Small is in at IBM, which is currently testing a wearable PC based on the ultraportable ThinkPad 560. IBM has been working on various wearable prototypes for about the last four to 12 months, but does not expect marketable products before late next year.
The as-yet unnamed wearable PC is an important proof-of-concept, as IBM looks to breathe new life into its Personal Systems Group, which it recently reorganized. The division lost nearly $1 billion last year.
As previously reported, the wearable PC is part of a new class of devices IBM calls EON, which stands for "edge of the network." EON emphasizes specialized-function devices rather than the ubiquitous one-size-fits-all approach typical of PCs.
About the size of a Sony Walkman and weighing around 1.5 pounds, the prototype is a fully functional PC capable of running either Windows 98 or Windows 2000 and associated software programs.
The wearable PC also sports a PC card slot and USB port for connectivity to wireless devices, external hard drives, or a mouse, keyboard and monitor. Users view contents on a monocle color display worn over the eye and navigate contents either by a handheld mouse or using IBM's ViaVoice voice-recognition software.
Phil Hester, chief technology officer for IBM's Personal Systems Group, described the wearable PC as a hybrid device "that does not compromise on your PC applications. You can walk around with this thing attached to a wireless network, browse the Web, talk to it, do voice navigation, email and all that stuff."
Big Blue will introduce a wide range of experimental devices during the next six to 12 months as it focuses on specialized appliances running Windows and other operating systems. The wearable PC will be one of the most visible, said analysts.
"IBM is potentially looking for vertical market applications to pair up with it, so it's more of a service offering than just a product offering," said Technology Business Research analyst Joe Ferlazzo. But "they don't know what services yet," he added.
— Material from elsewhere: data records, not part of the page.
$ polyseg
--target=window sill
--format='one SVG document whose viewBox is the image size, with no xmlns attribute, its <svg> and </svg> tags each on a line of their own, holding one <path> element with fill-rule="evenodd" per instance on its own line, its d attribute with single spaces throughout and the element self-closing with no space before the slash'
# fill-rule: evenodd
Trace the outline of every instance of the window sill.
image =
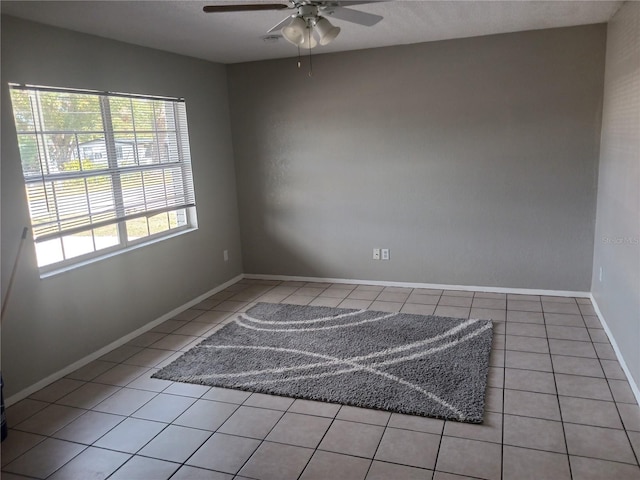
<svg viewBox="0 0 640 480">
<path fill-rule="evenodd" d="M 169 235 L 162 235 L 160 237 L 155 237 L 155 238 L 149 239 L 148 241 L 138 241 L 133 245 L 129 245 L 127 247 L 111 250 L 108 253 L 105 253 L 104 255 L 96 255 L 94 257 L 78 261 L 77 263 L 74 263 L 72 265 L 65 265 L 65 266 L 62 266 L 62 267 L 59 267 L 59 268 L 56 268 L 55 266 L 53 266 L 51 270 L 47 269 L 47 267 L 43 267 L 43 268 L 40 269 L 40 280 L 44 280 L 44 279 L 51 278 L 51 277 L 56 277 L 56 276 L 61 275 L 63 273 L 67 273 L 67 272 L 70 272 L 72 270 L 76 270 L 78 268 L 82 268 L 82 267 L 91 265 L 93 263 L 102 262 L 103 260 L 107 260 L 109 258 L 117 257 L 118 255 L 122 255 L 123 253 L 132 252 L 134 250 L 138 250 L 139 248 L 148 247 L 149 245 L 153 245 L 155 243 L 163 242 L 163 241 L 169 240 L 171 238 L 176 238 L 176 237 L 179 237 L 181 235 L 185 235 L 187 233 L 195 232 L 196 230 L 198 230 L 198 227 L 187 227 L 187 228 L 185 228 L 183 230 L 171 233 Z"/>
</svg>

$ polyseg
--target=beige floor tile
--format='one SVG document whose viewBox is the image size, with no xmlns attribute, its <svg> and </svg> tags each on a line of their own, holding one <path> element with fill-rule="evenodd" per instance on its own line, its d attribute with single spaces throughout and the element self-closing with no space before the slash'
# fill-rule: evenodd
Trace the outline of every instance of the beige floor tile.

For now, IBM will experiment with specialized vertical markets, such as stock trading, manufacturing and health care, where a wearable PC makes the most sense.
GE Power Systems is one early adopter, looking to outfit power station workers with wearable PCs.
"What we're trying to do is put complicated information about assembly diagrams, disassembly procedures, etcetera, in the hands of someone who remotely is working on a very complicated piece of equipment," said spokesperson Jeffrey Ignasak.
Because the power stations tend to have specialized components unique to the facility, access to actual drawings and technical documents would be a valuable tool, Ignasak added. "Our goal is to provide wearable PCs as a wireless interface to the Internet, as well as voice-activated responses and audio capture so they can take notes by speaking into the unit."
Wireless access to the Internet and corporate networks is integral to IBM's plans for the wearable PC and other EON devices. IBM also plans to widely incorporate Bluetooth technology in later EON devices. Bluetooth, a technology enabling small devices to communicate without cables or wires, is expected to make it easier for cell phones, personal digital assistants (PDAs) and similar devices to more easily connect wirelessly to corporate networks or the Internet.
EON is also crucial for IBM to successfully jump-start its beleaguered Personal Systems Group. "In terms of energizing the product line and growing the business, they still have to take steps to do that," said International Data Corp. analyst Roger Kay. "But they're beginning to develop a credible strategy. The question is, can they stick with it." EON will be the test, he said.
IBM's Personal Systems Group traditionally was segmented by product type, such as ThinkPad, Nefinity servers or IBM PC. But Big Blue is beginning to segment the group by customer types rather than technologies.
This will be essential as the group looks beyond hardware to services as a way of generating revenue, Ferlazzo said.